В отличие, однако, от тех субъектов, которых описывает Гёте, в моем случае речь не может идти о наследственном заболевании. В нашем роду я один такой. С течением времени, впрочем, я установил, что у меня нет того, что принято называть дальтонизмом, или иной особой формы этого нарушения. Иногда я вижу цвета: это мои цвета, и они правильные.
Недавно я стоял в снегу на вершине Утерсберга. Прямо надо мной, хоть бери руками, зависла на ветру черная ворона. Я видел воплощающую символ птицы неотъемлемую желтизну подобранных когтей, прижатых к телу; коричневое золото поблескивающих на солнце крыльев; синеву неба. – Сложенные вместе, они превращались в полосы на раскинувшейся воздушной материи, которую я в тот момент воспринял как трехцветный флаг. Это был флаг, который ни на что не притязал: вещь чистого цвета. С этого момента, однако, тканные флаги, которые в основном только закрывают собою вид, стали для меня чем-то вполне заслуживающим созерцания, ибо мое воображение удержало их мирный первосмысл.
Двадцать лет тому назад я проходил освидетельствование в связи с определением моей пригодности к воинской службе. При всем том, что я не слишком был дружен с цветом, мне как-то удалось более или менее точно вычленить из пестрого хаоса кружков и точек спрашиваемые цифры. Когда я затем сообщил домашним результаты обследования («годен к прохождению службы с использованием оружия»), отчим решил нарушить молчание – мы давно уже не разговаривали друг с другом – и сказал, что впервые гордится мной.
Я записываю все это, потому что мои устные рассказы о данном эпизоде отличались, как правило, неполнотой и к тому же страдали однозначностью, заведомо искажающей картину. Повествуя об отчиме, я всякий раз упоминал, что он был «навеселе». Эта сама по себе верная деталь разлаживает, однако, всю историю. Разве не вернее было бы сказать, что в тот день я смотрел на дом и сад, испытывая редкое чувство, будто я прибыл после долгого отсутствия? Реплика отчима сразу вызвала во мне отвращение. Но отчего она сохранилась в памяти вместе со свежим рыже-коричневым цветом земли в только что вскопанном этим человеком саду? И разве я сам не был отчасти горд собою, когда принес эту весть домой?
Цвет земли, во всяком случае, оказался в этой истории самым стойким.
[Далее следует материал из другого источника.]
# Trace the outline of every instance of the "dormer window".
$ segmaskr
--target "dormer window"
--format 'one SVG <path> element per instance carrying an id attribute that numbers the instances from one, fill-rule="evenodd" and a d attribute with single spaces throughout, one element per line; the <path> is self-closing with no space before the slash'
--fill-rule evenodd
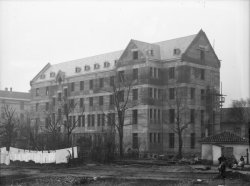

Когда я теперь возвращаюсь к тому моменту, я вижу себя не тем оцепеневшим юнцом, но обнаруживаю мое идеальное «я», вне времени, без четких очертаний, помещенным в самую сердцевину рыже-коричневого пространства, ясная проницаемость которого помогает мне понять не только себя самого, но и бывшего солдата. (К числу первых воспоминаний Штифтера относятся темные пятна внутри него. Позднее он установил, «что это были леса, которые находились снаружи». Теперь же его рассказы открывают мне все новые и новые яркие пятна в самых разных лесах.)
Во время франко-прусской войны 1870–1871 годов Поль Сезанн, благодаря своему отцу, богатому банкиру, сумел откупиться от службы в армии. Всю войну он провел занимаясь живописью в местечке Эстак, которое тогда было рыбачьей деревушкой на берегу бухты к западу от Марселя, а нынче уже относится к городу Банльё, крупному промышленному центру.